My question is, “ A line with slope 3/2 that passes through the point (-2,0)” I have to find an equation. Can someone give me a rough explanation of how to do this, so i can figure this out? Thanks!
y = m x + b
is a straight line that has slope m and when x = 0, y = b
now we already know m = 3/2
so
y = (3/2) x + b
and we have y = 0 when x = -2
so
0 = (3/2)(-2) + b
0 = -3 + b
b = 3
so
y = (3/2) x + 3
or
2 y = 3 x + 6
THANK YOU!!!!!!!
You are welcome.
use the point-slope form of a line. The line with slope m that passes through (h,k) is
y-k = m(x-h)
So, using your numbers,
y-0 = 3/2 (x+2)
you can massage that as you will
To find the equation of a line with a given slope and that passes through a given point, you can follow these steps:
1. Write down the given slope: In this case, the slope is 3/2.
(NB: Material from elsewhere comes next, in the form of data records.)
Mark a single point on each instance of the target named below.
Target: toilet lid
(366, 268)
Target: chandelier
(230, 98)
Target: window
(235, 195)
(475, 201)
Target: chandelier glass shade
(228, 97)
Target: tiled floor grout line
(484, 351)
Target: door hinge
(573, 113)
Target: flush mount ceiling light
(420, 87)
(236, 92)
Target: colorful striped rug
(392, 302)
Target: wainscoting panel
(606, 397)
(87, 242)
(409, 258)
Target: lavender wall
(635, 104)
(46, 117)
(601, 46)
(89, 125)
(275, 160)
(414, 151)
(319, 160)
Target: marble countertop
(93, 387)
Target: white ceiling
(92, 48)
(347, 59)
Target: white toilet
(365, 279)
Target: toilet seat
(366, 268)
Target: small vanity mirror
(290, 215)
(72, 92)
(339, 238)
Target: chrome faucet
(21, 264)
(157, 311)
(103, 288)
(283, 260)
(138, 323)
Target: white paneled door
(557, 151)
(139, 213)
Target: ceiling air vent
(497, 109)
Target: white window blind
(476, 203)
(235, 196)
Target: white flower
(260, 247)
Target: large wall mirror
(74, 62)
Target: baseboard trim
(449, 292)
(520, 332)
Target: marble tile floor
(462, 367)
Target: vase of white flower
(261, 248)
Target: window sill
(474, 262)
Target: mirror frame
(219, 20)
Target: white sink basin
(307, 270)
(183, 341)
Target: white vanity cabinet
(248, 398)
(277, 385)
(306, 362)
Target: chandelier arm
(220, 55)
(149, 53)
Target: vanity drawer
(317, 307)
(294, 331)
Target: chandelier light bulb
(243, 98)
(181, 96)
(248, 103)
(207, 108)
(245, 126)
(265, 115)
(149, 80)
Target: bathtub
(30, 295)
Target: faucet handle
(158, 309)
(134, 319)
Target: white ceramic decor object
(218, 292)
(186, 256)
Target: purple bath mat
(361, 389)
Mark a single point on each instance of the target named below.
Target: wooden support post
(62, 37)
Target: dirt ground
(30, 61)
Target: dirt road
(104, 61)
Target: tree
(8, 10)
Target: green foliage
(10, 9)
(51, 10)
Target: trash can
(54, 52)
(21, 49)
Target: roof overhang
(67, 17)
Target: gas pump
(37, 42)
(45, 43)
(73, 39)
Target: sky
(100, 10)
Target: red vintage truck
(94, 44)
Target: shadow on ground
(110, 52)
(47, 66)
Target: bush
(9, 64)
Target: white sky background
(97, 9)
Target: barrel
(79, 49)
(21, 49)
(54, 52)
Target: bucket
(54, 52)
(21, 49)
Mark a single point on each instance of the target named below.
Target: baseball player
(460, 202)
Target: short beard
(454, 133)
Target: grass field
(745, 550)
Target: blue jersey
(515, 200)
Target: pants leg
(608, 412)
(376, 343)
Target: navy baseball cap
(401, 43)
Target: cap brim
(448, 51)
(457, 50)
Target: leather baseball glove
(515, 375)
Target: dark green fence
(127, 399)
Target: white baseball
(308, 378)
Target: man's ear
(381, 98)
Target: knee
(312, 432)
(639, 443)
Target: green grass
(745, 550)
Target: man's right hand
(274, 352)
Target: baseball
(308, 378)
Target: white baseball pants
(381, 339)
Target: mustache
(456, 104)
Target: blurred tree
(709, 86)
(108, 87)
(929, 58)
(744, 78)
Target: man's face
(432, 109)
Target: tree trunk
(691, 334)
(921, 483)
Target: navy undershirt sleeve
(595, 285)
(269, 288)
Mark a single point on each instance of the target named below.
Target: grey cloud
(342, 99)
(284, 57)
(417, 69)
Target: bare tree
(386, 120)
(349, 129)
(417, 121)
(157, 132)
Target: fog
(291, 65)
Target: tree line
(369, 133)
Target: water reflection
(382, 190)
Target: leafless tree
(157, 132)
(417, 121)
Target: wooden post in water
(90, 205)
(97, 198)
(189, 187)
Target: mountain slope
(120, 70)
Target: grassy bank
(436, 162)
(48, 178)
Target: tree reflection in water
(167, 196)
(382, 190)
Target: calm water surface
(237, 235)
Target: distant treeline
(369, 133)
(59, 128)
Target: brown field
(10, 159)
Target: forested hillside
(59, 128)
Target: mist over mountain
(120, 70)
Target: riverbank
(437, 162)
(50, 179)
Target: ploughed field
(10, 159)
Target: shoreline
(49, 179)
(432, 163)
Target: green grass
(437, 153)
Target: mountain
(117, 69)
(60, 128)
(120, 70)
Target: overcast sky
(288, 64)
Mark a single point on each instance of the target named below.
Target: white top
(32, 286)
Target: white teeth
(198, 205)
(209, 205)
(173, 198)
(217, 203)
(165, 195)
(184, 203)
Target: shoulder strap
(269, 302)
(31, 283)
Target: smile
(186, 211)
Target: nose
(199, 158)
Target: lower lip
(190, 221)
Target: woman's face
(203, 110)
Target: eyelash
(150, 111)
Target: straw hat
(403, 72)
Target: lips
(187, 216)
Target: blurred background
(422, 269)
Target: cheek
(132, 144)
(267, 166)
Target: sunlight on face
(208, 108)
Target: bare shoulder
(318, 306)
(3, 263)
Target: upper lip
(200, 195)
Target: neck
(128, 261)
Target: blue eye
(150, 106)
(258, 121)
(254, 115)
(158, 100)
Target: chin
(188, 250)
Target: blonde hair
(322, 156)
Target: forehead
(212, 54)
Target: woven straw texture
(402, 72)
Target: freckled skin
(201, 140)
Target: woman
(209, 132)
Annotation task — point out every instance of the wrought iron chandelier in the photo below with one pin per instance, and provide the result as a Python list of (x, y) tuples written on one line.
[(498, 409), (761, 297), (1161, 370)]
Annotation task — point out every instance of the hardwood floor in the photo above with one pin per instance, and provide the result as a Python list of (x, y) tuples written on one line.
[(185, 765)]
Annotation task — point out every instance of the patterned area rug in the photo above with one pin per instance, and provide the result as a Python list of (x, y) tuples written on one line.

2. Write down the given point: The point is (-2, 0), where (-2) is the x-coordinate and 0 is the y-coordinate.
3. Use the point-slope form of a linear equation: The point-slope form of a linear equation is y - y1 = m(x - x1), where (x1, y1) represents the given point, and m represents the slope.
4. Plug in the values into the point-slope form equation: In this case, plugging in the values gives us: y - 0 = (3/2)(x - (-2)).
5. Simplify the equation: Simplify the equation further by multiplying 3/2 with x - (-2). This gives us: y = (3/2)(x + 2).
6. Distribute the slope: Distribute the slope 3/2 to both x and 2: y = (3/2)x + (3/2)(2).
7. Simplify the equation further: Simplify the equation by multiplying (3/2) with 2: y = (3/2)x + 3.
Therefore, the equation of the line with a slope of 3/2 that passes through the point (-2, 0) is y = (3/2)x + 3.